Scientific classification
- Kingdom: Plantae
- Clade: Tracheophytes
- Clade: Angiosperms
- Clade: Eudicots
- Clade: Asterids
- Order: Gentianales
- Family: Rubiaceae
- Genus: Mitragyna
- Species: M. stipulosa
- Binomial name: Mitragyna stipulosa (DC.) Kuntze
- Synonyms: Adina ledermannii K.Krause ; Adina stipulosa (DC.) Roberty ; Fleroya ledermannii (K.Krause) Y.F.Deng ; Fleroya stipulosa (DC.) Y.F.Deng ; Hallea ledermannii (K.Krause) Verdc. ; Hallea stipulosa (DC.) J.-F.Leroy ; Mamboga stipulosa (DC.) Hiern ; Mitragyna chevalieri K.Krause ; Mitragyna ledermannii (K.Krause) Ridsdale ; Mitragyna macrophylla Hiern, nom. illeg. ; Nauclea bracteosa Welw. ; Nauclea stipulosa DC. ;

= Mitragyna stipulosa =

- Genus: Mitragyna
- Species: stipulosa
- Authority: (DC.) Kuntze
- Conservation status: NT

Species of plant

Mitragyna stipulosa is a species of flowering plant in the family Rubiaceae.
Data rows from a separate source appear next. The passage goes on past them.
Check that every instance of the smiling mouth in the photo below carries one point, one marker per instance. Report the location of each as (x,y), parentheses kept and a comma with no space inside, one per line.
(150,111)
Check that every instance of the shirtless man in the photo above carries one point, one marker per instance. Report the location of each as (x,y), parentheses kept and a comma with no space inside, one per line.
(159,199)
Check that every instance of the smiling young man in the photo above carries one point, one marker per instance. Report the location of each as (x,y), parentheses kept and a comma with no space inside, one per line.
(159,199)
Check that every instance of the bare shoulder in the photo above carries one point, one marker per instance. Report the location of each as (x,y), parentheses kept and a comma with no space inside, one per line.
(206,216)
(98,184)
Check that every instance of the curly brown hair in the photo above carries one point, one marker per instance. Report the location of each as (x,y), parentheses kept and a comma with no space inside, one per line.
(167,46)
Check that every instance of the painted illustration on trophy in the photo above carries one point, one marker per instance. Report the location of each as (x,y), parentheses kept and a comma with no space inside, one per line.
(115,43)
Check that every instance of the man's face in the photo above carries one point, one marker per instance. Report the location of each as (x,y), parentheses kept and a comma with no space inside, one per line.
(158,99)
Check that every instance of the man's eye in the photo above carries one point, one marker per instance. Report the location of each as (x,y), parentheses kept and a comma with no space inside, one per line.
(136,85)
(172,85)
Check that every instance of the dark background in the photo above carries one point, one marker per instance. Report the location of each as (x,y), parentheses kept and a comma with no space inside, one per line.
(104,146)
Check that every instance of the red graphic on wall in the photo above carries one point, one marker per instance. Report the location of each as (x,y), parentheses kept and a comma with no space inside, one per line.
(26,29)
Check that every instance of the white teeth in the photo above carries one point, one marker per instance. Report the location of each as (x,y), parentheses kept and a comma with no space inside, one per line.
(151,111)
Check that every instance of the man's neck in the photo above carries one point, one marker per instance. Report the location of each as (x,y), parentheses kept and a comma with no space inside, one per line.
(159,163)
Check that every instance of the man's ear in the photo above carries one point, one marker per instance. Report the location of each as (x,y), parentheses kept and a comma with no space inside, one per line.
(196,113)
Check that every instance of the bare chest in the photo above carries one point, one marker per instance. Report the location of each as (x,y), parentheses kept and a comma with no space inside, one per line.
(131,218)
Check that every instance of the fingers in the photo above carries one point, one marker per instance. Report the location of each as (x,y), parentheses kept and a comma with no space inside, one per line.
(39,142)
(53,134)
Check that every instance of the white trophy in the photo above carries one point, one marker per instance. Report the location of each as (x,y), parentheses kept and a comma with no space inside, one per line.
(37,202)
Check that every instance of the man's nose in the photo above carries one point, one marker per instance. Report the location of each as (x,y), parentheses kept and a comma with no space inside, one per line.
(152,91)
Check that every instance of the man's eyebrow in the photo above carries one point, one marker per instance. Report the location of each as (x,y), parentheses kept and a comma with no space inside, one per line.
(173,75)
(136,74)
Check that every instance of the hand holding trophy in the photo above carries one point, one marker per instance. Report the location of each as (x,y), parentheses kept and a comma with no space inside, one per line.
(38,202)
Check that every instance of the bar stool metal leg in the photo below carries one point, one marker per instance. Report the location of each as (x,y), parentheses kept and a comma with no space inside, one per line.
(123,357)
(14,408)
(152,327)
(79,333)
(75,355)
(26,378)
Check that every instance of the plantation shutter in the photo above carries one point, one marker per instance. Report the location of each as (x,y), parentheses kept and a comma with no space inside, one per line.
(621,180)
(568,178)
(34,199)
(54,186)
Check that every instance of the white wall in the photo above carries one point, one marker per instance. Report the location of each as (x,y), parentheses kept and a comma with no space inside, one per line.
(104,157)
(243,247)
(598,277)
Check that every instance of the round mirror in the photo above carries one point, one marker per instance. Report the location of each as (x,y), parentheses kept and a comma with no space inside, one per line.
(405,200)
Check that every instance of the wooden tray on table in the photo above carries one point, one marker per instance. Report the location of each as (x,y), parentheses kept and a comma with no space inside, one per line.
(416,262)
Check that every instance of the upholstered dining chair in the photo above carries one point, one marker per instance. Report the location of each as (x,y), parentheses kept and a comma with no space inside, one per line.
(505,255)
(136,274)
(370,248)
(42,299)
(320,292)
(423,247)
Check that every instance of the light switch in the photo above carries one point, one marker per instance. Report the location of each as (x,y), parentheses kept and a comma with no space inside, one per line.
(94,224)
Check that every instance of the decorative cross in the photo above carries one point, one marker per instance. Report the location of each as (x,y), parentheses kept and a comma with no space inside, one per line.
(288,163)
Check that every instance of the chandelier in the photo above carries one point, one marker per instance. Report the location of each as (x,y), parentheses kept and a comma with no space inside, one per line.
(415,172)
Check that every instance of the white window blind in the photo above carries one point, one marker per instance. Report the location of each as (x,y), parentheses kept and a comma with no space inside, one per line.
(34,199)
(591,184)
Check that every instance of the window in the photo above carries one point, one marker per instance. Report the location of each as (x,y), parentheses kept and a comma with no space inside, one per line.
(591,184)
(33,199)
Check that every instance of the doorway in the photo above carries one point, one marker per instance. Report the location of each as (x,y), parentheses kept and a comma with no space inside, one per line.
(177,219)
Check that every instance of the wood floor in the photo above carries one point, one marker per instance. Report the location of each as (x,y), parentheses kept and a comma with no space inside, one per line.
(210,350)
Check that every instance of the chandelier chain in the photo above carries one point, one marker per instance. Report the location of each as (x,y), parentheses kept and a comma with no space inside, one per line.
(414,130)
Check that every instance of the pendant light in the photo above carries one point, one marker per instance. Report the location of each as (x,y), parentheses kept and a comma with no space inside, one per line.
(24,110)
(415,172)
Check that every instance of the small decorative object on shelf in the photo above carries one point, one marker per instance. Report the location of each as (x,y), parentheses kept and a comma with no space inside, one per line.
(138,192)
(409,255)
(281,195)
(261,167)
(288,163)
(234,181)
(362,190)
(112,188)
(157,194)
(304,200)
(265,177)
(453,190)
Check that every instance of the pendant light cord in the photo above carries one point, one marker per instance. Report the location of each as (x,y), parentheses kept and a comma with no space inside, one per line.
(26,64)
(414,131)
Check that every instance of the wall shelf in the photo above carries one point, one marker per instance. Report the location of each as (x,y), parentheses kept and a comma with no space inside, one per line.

It is found in Angola, Cameroon, Central African Republic, the Republic of the Congo, the Democratic Republic of the Congo, Gabon, Gambia, Ghana, Guinea, Nigeria, Senegal, Sierra Leone, Sudan, Uganda, and Zambia. Its natural habitats are subtropical or tropical moist lowland forests and subtropical or tropical swamps. It is threatened by habitat loss.

== Phytochemicals ==
Mitragyna stipulosa leaf contains the alkaloids Mitraphylline, rotundifoline, isorotundifoline, rhynchophylline and isorhynchophylline.